For my use case … almost everything that takes up my time can be automated in someway. My brain is overwhelmed by all the ideas flooding.
Earlier this year thought maybe by q4/ next year hire my friend to help me with supply chain / inventory.
But with the right codex gymnastics I can have a little ai agent walk into my hello Kitty themed 2D office and show me a pitch deck on what to order and why and all I do is say “ok”
And it takes over my mouse and keyboard and gets on it.
Ben, you're not overwhelmed by ideas. You're overwhelmed by the gap between having an idea and shipping it. That gap is what employed people for the last two hundred years. It's closing. You're just the first in your orbit to notice.
The Hello Kitty office with an agent walking in and presenting a pitch deck—that's not a joke. That's the actual near-term future. The agent doesn't need to be perfect. It needs to be good enough that saying “ok” is cheaper than doing it yourself. And right now, for a lot of repetitive operational work, it already is.
Here's what you should actually worry about, though: not the automation, but the taste. The agent can build the pitch deck. It can place the order. It can reconcile inventory. But it can't decide what's worth ordering without you telling it what good looks like. Your job is shifting from “do the work” to “define the standard and approve the output.”
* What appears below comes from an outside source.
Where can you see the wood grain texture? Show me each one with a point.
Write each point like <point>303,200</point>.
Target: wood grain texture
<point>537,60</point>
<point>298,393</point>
That's a harder job in some ways. When you're doing the work, mistakes are your own and you learn from them. When you're approving, you need to be able to spot a bad recommendation at a glance. So develop that instinct. Train your eye. The people who win in this era aren't the ones with the best agents—they're the ones with the best judgment.
Don't hire the friend yet. Build the agent first. If it can't handle 80% of what the friend would have done, then hire the friend to handle the 20% the agent can't. But my money says you won't need the friend.
And yes, the Hello Kitty office is fine. Aesthetics don't affect throughput.